Dewey Wills WMA was known as the Saline Wildlife Management Area until changed to the current name and the size was increased from 60,275 acres to the current size in 1978.

==Location==

The WMA is approximately twenty miles northeast of Alexandria, east of Catahoula Lake, in LaSalle Parish, Catahoula Parish, Rapides parish, and LA 28 runs through the WMA. Catahoula National Wildlife Refuge is to the northeast.

==Description==

The WMA is separated into three areas owned by the separate entities. The northern boundary is on the east side of Little River between US 84. The WMA runs south along the east side of Catahoula Lake (around Little Lake) and down to the southern boundary with Catahoula Lake and the northern border of Little Saline Bayou at Saline Point. Travelling southeast the WMA borders Little Saline Bayou, joining Big Saline Bayou into Saline Lake. The southern border follows the north shore of the lake, wrapping around the east side. The eastern border is Larto Lake but there is one tract as an island on the north end and another tract located at the south end of the lake.

The Catahoula Lake Diversion Canal runs diagonal through the south central portion of the WMA, from Catahoula Lake southeasterly to the Black River providing flood as well as water control.

==Waterfowl impoundment==

The WMA has a 400-acre waterfowl impoundment area known as "Greentree reservoir", and a new 3000-acre impoundment was opened in 2015. Boats are allowed using oars only.

==Birds==
Catahoula Lake was listed as Ramsar site number 523 in 1991. The bald eagle is known to be a non-breeding visitor. Listed as an Important Bird Area (IBA) the area supports anywhere from 40,000 to 300,000 ducks from October to January including 25% of the recorded population of canvasback ducks. On any day there can be from 4,000 to 70,000 shorebirds. Aside from resident wood ducks there are gadwall, green-winged teal, northern pintail, ring-necked duck, mallard, American widgeon, and northern shoveler. Wading birds include great blue heron, little blue heron, great egret, snowy egret, tri-colored heron, cattle egret, least and American bittern, white, glossy and white-faced ibis, wood stork, and roseate spoonbill. Species of conservation concern include the prothonotary warbler, Swainson's warbler, American woodcock, solitary sandpiper, and Kentucky warbler, as well as the little blue heron, and bald eagle. There are 7 species of woodpeckers, 7 species of flycatchers, 5 species of wrens, 21 warbler species, and 15 species in the Emberizidae sparrow complex.
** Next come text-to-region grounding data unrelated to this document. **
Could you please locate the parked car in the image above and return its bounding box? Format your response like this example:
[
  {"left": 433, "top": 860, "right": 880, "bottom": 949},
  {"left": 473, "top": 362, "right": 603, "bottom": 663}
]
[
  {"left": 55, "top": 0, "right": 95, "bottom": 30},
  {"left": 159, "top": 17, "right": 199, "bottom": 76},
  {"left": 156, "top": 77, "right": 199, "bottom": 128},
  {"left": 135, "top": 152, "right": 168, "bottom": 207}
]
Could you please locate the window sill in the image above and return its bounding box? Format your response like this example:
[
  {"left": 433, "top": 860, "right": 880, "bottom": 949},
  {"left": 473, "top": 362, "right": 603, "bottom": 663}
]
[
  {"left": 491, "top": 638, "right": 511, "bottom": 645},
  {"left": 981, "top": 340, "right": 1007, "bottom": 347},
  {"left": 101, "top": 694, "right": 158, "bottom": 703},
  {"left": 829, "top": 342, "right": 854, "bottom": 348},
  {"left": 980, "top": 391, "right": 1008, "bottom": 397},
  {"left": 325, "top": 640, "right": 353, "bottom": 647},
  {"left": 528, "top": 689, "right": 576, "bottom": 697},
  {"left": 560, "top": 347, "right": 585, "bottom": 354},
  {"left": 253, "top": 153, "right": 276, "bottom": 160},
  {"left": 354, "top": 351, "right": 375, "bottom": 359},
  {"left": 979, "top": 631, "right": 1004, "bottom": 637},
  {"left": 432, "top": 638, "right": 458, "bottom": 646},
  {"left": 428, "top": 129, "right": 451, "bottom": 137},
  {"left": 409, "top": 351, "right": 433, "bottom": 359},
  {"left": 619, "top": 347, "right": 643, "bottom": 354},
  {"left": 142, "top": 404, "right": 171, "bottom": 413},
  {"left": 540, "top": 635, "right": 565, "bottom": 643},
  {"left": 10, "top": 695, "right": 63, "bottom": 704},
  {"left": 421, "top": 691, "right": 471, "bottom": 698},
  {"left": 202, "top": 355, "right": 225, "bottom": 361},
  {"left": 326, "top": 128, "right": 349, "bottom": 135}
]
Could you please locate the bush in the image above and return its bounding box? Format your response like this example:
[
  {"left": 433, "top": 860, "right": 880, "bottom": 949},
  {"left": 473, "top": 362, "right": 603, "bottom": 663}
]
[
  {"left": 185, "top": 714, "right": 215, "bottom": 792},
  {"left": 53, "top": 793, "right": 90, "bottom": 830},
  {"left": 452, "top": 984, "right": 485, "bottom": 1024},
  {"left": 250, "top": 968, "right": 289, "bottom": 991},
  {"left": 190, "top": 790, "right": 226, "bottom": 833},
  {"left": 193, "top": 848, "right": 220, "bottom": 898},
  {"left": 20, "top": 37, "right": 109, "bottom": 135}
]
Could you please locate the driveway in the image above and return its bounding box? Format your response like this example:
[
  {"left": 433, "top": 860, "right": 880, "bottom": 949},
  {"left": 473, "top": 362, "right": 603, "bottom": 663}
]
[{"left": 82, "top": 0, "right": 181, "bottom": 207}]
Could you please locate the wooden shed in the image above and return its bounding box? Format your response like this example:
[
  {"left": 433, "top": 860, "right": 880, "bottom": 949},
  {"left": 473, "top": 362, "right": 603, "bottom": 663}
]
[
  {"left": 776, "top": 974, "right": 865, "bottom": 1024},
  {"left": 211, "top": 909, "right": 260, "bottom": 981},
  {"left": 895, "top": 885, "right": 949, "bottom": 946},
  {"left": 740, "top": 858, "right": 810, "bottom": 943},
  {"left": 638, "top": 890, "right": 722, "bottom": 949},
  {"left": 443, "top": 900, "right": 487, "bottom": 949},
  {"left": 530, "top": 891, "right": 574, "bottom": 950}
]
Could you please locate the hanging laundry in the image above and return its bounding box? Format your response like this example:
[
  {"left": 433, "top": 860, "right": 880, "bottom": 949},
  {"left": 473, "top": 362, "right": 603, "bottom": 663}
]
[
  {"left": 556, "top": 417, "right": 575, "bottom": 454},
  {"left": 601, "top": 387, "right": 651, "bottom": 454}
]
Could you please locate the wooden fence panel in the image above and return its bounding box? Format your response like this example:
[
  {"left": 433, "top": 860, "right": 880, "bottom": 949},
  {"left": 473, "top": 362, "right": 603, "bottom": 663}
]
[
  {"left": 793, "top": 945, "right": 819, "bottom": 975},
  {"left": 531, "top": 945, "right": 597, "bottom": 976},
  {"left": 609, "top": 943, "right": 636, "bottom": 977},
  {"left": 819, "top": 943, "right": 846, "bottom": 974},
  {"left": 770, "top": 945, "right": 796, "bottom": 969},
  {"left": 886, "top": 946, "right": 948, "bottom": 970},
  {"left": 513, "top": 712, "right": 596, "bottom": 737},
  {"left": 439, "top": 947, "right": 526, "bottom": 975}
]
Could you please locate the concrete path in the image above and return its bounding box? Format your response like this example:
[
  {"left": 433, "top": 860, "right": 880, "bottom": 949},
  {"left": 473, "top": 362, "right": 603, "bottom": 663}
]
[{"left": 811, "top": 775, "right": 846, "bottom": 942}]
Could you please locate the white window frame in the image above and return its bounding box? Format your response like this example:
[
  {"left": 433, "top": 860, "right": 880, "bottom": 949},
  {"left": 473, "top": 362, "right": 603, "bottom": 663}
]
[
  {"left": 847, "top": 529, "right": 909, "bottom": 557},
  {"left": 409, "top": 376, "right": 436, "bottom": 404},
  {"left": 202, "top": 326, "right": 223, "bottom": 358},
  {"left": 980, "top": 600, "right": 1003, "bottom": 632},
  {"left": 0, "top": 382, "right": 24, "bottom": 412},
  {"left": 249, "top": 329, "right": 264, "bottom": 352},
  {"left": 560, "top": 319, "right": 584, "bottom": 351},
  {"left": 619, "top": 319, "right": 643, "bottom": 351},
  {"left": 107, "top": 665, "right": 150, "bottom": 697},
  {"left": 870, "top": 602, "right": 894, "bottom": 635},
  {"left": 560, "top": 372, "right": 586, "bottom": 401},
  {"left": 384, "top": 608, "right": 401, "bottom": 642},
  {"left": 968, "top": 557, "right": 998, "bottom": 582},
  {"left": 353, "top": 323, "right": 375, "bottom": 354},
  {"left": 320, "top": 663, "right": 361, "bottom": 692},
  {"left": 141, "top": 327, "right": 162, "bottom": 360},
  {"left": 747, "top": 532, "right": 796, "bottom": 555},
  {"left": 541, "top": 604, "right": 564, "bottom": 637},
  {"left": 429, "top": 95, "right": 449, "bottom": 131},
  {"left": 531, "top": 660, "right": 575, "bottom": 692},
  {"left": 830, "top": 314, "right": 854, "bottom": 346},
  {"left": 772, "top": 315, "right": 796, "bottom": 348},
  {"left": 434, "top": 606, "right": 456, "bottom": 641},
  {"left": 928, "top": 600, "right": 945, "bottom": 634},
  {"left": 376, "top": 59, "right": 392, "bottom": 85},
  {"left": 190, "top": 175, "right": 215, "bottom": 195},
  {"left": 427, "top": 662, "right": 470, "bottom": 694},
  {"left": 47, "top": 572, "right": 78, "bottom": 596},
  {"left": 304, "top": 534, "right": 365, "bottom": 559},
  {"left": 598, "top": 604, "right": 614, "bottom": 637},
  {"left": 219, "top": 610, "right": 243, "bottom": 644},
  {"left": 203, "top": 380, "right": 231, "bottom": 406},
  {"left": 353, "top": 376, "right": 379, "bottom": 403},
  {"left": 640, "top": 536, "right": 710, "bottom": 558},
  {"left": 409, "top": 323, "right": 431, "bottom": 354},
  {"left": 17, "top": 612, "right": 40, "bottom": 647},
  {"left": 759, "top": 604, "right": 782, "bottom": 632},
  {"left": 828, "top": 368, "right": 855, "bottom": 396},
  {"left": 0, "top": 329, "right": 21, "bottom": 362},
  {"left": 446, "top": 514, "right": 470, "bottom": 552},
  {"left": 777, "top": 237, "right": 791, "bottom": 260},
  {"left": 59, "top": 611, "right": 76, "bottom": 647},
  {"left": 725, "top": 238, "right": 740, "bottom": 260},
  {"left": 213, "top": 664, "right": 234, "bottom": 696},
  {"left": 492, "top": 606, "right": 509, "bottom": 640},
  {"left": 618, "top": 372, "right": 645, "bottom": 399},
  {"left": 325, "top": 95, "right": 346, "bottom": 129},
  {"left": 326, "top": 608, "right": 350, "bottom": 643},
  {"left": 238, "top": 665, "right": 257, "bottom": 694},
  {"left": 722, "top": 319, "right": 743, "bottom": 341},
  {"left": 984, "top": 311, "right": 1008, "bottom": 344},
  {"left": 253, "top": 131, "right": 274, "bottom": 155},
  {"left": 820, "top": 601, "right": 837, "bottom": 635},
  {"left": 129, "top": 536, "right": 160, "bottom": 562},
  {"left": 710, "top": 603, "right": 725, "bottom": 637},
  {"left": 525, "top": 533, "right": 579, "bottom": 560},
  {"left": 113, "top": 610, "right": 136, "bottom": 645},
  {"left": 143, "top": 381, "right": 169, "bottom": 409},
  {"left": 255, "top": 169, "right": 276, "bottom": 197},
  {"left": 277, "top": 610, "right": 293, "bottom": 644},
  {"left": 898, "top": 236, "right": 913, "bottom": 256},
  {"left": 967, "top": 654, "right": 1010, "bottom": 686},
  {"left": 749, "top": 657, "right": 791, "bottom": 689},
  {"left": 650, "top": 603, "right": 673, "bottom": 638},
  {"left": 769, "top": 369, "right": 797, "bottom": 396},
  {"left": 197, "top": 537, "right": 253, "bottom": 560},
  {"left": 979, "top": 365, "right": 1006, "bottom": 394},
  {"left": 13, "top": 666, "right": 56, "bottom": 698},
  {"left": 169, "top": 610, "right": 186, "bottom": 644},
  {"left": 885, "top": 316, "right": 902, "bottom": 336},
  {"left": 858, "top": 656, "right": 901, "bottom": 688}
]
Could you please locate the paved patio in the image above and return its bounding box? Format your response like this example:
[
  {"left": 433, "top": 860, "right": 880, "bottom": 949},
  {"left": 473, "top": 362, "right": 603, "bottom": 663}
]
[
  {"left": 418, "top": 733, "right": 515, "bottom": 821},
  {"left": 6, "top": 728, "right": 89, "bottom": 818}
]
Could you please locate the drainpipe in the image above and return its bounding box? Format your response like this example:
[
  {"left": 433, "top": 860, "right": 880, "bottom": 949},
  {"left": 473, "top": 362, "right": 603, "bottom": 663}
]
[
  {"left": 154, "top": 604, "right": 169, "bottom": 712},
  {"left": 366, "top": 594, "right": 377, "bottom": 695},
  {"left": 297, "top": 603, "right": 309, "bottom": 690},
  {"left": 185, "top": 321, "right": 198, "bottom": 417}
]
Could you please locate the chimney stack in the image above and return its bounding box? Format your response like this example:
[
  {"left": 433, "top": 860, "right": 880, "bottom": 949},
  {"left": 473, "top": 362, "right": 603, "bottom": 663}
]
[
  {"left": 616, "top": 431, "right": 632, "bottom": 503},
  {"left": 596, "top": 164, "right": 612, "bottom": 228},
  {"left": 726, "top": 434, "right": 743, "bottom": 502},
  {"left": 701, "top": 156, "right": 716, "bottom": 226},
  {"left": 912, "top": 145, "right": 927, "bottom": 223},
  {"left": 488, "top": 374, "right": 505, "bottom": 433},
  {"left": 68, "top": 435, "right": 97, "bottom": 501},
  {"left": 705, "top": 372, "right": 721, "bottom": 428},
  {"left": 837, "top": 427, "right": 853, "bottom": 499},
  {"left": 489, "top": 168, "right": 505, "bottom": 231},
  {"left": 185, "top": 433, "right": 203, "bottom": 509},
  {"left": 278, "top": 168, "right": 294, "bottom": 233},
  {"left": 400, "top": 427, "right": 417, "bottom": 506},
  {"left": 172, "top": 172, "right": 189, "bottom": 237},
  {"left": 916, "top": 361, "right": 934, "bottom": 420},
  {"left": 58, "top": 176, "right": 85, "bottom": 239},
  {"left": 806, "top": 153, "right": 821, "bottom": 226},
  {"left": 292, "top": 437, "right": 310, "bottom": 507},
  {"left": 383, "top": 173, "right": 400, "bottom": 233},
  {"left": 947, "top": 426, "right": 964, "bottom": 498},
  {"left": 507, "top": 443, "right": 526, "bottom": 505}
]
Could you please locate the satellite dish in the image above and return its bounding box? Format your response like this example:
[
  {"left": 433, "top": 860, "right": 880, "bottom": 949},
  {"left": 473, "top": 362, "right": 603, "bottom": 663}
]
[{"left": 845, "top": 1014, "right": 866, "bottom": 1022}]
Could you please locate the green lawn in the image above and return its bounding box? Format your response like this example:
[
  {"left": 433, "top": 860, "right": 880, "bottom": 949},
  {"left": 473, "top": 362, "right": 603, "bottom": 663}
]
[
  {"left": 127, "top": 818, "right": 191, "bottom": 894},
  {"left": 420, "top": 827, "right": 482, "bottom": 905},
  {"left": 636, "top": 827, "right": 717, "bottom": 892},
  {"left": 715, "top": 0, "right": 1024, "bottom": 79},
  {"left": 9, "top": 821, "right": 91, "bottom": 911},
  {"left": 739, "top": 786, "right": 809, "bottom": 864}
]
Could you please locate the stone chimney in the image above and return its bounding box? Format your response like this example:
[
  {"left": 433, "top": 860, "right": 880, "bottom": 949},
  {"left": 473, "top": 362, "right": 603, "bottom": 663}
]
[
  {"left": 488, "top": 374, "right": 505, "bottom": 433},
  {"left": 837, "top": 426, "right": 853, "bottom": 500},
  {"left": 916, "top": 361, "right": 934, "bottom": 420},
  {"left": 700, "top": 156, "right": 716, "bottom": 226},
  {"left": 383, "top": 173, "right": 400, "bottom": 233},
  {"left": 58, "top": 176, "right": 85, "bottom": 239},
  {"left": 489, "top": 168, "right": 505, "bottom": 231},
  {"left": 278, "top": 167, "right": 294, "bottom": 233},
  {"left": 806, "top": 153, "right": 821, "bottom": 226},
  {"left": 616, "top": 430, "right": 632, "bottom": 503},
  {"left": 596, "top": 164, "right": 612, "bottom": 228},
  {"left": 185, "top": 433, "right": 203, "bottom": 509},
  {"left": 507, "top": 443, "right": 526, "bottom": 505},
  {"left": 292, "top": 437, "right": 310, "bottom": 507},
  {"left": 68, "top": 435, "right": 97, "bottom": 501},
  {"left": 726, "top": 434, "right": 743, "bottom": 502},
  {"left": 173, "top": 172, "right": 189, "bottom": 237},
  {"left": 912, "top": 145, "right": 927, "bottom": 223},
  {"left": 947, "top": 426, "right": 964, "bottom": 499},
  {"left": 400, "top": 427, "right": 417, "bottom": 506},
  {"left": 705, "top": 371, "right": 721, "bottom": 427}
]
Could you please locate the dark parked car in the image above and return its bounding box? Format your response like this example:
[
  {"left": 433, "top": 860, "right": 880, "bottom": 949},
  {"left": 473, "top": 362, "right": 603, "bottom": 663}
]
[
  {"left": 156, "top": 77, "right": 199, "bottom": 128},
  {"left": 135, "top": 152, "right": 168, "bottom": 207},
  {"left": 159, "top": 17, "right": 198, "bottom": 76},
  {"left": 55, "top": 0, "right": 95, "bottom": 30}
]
Lead shot on the lake bed has been reduced since the 1987 ban but is still present.

==Fauna==
The main overstory species are overcup oak, bitter pecan, nuttall oak, ash, elm, and willow oak and the understory is swampprivet, reproduction of the overstory, and native grasses and forbs. On higher elevations the understory is composed of deciduous holly, hawthorn, smilax, swamp dogwood, peppervine, rattan vine, dewberry, blackberry, palmetto, and reproduction of the overstory.

==Bears==

There is a population of Louisiana black bears in the WMA and surrounding areas.

==2016 floods==

The torrential rains of March 2016, more than twenty-six inches in many places, caused flooding on the Little River and the WMA resulting in road damages.

==Lake or river?==
In 2006 Steve and Era Crooks filed a class-action lawsuit against the state of Louisiana known as Crooks vs State regarding ownership of the land around the lake. The decision of the Rapides Parish District Court ruled that the state had unlawfully expropriated the river banks ruling that the land owners be compensated $38 million in damages and $4.5 million in oil and gas royalties.